May 15, 2018 | 7 – 8:30 pm
CEMEX Auditorium
Free and open to the public. General admission, no reservations required.

Novelist and social commentator Walter Mosley is one of the most powerful and prolific writers working in any genre today. He is the author of more than 40 books, ranging from the crime novel to literary fiction, nonfiction, political essay, young adult, and science fiction.

After a short reading by Mosley, he will be in conversation with Scott Hutchins, lecturer in Creative Writing. Topics will include Mosley’s views on writing, the state of the union, and his approaches for imagining the future. A Q&A will follow the conversation. Books will be available for purchase and signing.

Novelist and social commentator WALTER MOSLEY is one of the most powerful and prolific writers working in any genre today. He is the author of more than 40 books, ranging from the crime novel to literary fiction, nonfiction, political essay, young adult, and science fiction. The New York Review of Books called him “a literary master as well as a master of mystery,” and The Boston Globe declared him “one of the nation’s finest writers.”

Mosley’s fiction tracks the African American experience from the migration from the Deep South to post-Obama election-era New York City. His characters are the sorts of “fully formed, complex black men who have been absent from much of contemporary literature,” he says.

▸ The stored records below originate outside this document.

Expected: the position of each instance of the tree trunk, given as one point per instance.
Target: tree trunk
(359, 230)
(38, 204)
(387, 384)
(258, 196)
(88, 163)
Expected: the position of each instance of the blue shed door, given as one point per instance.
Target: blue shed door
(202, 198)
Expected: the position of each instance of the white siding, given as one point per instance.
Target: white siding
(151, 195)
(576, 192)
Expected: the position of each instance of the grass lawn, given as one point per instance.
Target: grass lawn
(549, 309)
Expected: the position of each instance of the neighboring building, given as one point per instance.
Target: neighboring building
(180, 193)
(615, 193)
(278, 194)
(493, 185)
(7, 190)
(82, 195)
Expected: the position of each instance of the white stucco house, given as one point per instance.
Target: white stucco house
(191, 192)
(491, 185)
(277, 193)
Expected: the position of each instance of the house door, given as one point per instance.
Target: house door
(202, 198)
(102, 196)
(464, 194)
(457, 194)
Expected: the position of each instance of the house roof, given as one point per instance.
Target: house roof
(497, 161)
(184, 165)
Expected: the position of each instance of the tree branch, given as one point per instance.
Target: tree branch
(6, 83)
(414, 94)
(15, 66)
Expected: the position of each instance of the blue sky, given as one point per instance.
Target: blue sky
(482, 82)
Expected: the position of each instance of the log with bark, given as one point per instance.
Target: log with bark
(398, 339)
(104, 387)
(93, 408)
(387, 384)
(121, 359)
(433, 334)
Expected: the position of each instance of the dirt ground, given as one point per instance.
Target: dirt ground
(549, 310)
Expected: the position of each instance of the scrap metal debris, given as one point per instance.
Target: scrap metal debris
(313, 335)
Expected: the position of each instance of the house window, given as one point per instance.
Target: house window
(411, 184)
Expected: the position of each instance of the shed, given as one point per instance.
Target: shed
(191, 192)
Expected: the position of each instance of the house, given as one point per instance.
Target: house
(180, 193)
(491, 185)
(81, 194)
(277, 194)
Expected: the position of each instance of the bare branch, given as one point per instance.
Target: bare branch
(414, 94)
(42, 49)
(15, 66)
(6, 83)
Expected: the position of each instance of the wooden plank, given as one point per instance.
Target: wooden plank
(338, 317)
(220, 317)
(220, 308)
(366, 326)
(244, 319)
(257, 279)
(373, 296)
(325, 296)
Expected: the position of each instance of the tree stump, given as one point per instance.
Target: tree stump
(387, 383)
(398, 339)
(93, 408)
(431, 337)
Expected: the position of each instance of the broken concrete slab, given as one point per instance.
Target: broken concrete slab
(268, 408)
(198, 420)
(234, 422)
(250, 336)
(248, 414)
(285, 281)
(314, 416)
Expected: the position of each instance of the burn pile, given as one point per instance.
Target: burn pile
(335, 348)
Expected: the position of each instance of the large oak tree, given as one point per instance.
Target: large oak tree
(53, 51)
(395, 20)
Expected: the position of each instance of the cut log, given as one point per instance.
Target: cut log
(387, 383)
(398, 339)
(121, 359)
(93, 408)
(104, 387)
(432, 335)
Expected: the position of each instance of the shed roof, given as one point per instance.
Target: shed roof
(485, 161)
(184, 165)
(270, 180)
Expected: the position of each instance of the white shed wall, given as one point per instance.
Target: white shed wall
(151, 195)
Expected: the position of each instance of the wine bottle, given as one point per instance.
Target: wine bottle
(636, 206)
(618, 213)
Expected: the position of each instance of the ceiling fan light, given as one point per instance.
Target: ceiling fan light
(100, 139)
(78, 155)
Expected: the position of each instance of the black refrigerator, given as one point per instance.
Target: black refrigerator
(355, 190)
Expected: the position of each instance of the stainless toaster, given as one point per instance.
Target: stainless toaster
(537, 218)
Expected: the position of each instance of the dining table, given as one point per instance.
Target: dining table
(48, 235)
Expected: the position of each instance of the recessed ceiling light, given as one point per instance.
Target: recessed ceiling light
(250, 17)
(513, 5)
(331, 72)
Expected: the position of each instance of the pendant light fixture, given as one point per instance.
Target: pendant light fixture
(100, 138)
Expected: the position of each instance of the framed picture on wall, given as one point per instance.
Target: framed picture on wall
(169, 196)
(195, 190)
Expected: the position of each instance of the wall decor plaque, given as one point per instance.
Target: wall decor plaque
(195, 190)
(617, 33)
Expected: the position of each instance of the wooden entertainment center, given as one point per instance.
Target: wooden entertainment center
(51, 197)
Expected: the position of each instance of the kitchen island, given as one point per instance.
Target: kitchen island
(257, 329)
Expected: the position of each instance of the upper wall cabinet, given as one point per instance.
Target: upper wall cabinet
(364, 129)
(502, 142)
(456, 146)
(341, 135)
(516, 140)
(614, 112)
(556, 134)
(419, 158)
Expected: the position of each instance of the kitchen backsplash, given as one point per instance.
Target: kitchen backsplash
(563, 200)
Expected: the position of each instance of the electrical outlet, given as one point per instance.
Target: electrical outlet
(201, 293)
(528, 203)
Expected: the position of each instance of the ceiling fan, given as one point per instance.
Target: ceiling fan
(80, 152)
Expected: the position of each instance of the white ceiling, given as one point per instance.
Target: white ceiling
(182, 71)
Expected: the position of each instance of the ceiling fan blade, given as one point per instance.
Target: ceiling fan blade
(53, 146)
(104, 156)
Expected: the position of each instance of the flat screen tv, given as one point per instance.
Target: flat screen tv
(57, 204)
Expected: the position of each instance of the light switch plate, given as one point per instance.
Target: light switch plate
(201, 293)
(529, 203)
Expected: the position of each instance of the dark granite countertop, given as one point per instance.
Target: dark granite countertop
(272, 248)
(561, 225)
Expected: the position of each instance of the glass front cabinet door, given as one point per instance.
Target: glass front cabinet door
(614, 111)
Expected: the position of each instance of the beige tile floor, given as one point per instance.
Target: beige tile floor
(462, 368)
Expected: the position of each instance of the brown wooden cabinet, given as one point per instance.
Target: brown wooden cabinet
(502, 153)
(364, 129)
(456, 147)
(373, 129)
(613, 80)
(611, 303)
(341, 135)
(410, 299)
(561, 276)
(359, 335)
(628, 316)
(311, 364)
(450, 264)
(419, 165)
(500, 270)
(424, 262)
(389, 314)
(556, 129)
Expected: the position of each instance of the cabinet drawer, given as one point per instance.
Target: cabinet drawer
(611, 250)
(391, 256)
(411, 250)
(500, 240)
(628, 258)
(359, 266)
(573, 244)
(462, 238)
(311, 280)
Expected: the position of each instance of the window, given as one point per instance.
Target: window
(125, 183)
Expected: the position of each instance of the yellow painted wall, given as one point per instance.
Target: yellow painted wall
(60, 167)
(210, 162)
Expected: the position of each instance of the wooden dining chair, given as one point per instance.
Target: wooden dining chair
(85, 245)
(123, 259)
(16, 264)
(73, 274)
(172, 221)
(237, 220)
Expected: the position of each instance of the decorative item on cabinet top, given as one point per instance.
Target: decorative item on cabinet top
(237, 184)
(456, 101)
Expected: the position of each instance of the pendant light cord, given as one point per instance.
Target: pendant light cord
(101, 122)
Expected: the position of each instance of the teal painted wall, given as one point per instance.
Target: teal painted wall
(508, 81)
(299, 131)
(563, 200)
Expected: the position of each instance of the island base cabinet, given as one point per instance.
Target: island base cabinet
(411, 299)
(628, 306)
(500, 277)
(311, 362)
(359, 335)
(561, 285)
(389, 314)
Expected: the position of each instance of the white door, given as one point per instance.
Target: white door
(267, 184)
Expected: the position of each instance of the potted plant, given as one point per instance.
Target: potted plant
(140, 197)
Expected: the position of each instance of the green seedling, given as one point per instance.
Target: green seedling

Several of Mosley’s books have been adapted for film and television, with new projects in development at FX, Cinemax, and HBO. To adapt his works for television and feature films, Mosley teamed up with producer Diane Houslin to create his own production house, Best of Brooklyn Filmhouse.  With over a dozen entries, his Easy Rawlins detective series began with Devil in a Blue Dress, which was made into a feature film starring Denzel Washington. His latest Rawlins mystery, Charcoal Joe, was released in June 2016.

His upcoming novel, Down the River Unto the Sea, centers on a former New York City police detective turned Brooklyn PI, and is slated for a February 2018 release.

The first African-American to serve on the board of directors of the National Book Awards, Mosley has received an O’Henry Award, The Sundance Risktaker Award, a Grammy, and two NAACP Image Awards for Outstanding Literary Work. In 2016, he received the Lifetime Achievement Award at the Annual Edgar Awards and was named the first African-American “Grand Master” by the Mystery Writers of America.